People v. Lewis

Judgment, Supreme Court, New York County, rendered February 27, 1973, convicting the defendant on his plea of guilty of possession of a weapon as a felony, unanimously reversed, on the law, and the motion to suppress certain physical evidence of the revolver granted, and the indictment dismissed. At the suppression hearing, the police officer testified that he and two partners in uniform in a patrol car, were cruising in a "very high crime area” on Lenox Avenue in Manhattan. The patrol car came to a halt in front of a bar and grill, and when the defendant saw the patrol car, he walked away looking back at the car. The police officer exited the automobile and approached the defendant, noticed a bulge in his waistband under his shirt and touched it, feeling what the police officer believed to be a gun.
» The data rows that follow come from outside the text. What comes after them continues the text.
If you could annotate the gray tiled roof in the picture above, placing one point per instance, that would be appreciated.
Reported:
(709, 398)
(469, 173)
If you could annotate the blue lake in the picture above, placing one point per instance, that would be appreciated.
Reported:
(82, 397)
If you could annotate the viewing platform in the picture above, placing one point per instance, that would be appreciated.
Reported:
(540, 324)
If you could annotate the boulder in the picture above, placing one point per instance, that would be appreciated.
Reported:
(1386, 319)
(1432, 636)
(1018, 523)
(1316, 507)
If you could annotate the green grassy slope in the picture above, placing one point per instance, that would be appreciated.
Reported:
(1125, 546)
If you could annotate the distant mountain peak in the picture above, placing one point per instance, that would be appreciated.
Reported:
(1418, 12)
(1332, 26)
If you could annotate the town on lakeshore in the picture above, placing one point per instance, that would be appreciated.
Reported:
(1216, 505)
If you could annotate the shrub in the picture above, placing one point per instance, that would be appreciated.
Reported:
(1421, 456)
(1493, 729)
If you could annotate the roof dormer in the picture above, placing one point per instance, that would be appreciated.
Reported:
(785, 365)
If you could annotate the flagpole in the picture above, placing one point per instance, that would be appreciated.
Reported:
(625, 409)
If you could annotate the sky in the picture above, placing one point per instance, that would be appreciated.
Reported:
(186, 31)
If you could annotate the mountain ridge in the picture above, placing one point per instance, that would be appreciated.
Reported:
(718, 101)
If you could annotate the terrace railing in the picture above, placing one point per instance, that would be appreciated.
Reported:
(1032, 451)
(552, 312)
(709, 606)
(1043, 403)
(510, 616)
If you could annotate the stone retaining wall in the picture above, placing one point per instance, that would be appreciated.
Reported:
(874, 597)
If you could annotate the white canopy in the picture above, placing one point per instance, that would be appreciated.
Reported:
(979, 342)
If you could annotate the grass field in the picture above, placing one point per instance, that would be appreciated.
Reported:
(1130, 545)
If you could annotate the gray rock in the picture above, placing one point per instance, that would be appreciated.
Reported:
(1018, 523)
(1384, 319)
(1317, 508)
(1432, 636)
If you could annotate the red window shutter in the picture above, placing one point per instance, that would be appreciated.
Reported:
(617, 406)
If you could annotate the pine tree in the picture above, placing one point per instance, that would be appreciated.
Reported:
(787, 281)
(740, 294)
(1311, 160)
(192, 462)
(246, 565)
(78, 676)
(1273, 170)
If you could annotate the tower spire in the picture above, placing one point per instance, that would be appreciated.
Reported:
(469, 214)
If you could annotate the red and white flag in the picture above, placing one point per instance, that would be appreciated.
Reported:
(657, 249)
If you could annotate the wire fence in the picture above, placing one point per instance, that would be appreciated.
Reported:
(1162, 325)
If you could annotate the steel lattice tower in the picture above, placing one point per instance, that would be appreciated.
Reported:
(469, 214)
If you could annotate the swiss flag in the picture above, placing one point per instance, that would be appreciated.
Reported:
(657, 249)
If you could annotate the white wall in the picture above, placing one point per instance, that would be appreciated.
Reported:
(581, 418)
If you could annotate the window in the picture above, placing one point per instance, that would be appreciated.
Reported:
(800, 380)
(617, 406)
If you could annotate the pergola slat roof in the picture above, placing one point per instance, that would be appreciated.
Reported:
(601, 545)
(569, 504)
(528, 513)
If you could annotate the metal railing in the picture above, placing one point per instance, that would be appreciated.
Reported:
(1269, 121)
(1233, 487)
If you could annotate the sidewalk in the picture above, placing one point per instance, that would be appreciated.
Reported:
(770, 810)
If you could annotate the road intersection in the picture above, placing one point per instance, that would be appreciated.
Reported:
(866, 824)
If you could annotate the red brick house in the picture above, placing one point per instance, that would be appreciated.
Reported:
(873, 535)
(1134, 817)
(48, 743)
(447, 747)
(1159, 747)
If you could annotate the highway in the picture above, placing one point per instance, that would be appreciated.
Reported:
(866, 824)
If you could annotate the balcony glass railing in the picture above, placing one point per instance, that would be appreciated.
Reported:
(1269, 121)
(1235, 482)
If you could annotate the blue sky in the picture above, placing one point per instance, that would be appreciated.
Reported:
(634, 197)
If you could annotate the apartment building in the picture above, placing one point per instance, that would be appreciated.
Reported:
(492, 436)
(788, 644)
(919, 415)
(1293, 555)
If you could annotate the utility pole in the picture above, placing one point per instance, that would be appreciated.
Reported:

He then lifted the defendant’s shirt and removed a .22 caliber loaded revolver and placed the defendant under arrest. "We find that the frisk was unlawful, there being no reasonable basis to suspect that defendant was committing, had committed or was about to commit a crime. (CPL 140.50; Sibron v New York, 392 US 40; Terry v Ohio, 390 US 1.)” (People v Batino, 48 AD2d 619.) Concur—Stevens, P. J., Kupferman, Tilzer, Capozzoli and Lane, JJ.